GLI SCOOP AMERICANI DEI GIORNALI INGLESI METTONO IN CRISI UN MODELLO DA PRIMATO

Il «new kid on the block» del giornalismo investigativo americano è... inglese. È stato infatti The Guardian, la storica testata che iniziò le pubblicazioni a Manchester nel 1821, in piena Rivoluzione industriale, a tirar fuori per primo la storia della massiccia operazione di raccolta delle comunicazioni telefoniche di milioni di cittadini, messa in atto dalla National Security Agency su ordine del governo di Washington, nel quadro delle operazioni anti-terrorismo.
È stata una lezione d’u- miltà per i giornali americani, che all’inizio del XX secolo con i muckrakers, gli scavatori del fango, regalarono alla comunità mediatica il «precision journalism», fatto di inchieste devastanti e puntuali sulla corruzione e gli abusi di potere e rimasto da allora il loro marchio di fabbrica e un modello per tutti.
«Con questo scoop, il Guardian ha battuto gli americani nel loro cortile di casa», ha sentenziato Roy Greensdale, esperto mediatico inglese, secondo il quale ora il quotidiano britannico è ben avviato per diventare un serio contendente sulla scena americana. È da due anni in verità che la testata londinese investe sulla piazza statunitense, con un’edizione digitale in continua crescita, che attualmente conta 57 dipendenti, 30 dei quali giornalisti a tempo pieno. È un’ambiziosa sfida globale, che punta ad aggirare il problema della diminuita circolazione cartacea e dei ricavi in calo (l’accesso al sito del Guardian sul web è ancora completamente gratuito) con il conseguimento di una posizione di leadership mondiale nel campo del giornalismo d’indagine.

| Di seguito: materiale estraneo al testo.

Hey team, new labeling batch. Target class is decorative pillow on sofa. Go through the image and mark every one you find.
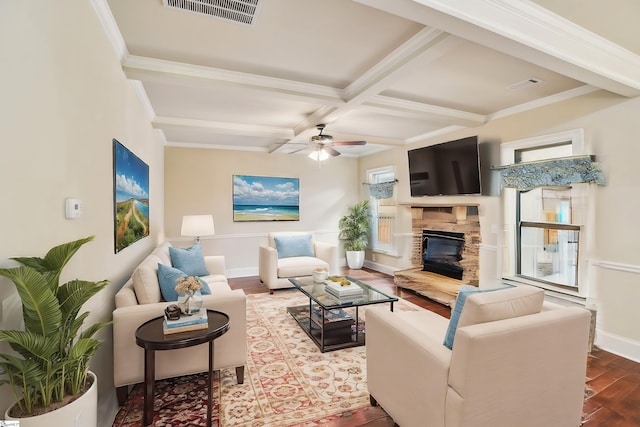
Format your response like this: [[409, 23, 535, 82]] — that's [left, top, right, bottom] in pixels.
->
[[444, 285, 544, 349], [169, 243, 209, 276], [443, 285, 502, 350], [158, 263, 211, 301], [273, 234, 315, 258]]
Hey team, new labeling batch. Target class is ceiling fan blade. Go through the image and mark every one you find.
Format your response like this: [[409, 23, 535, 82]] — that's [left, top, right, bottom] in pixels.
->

Non è detto che la scommessa riesca. Ma lo scoop delle intercettazioni ha messo in allarme i grandi giornali americani, che per la prima volta vedono il loro primato, se non minacciato, messo in discussione. Tanto più che non era la prima volta: in gennaio infatti fu il corrispondente da Washington del londinese Times, Nico Hines, a rivelare che alla seconda inaugurazione del presidente Obama, Beyoncé aveva cantato l’inno nazionale in playback. Costringendola a scusarsi.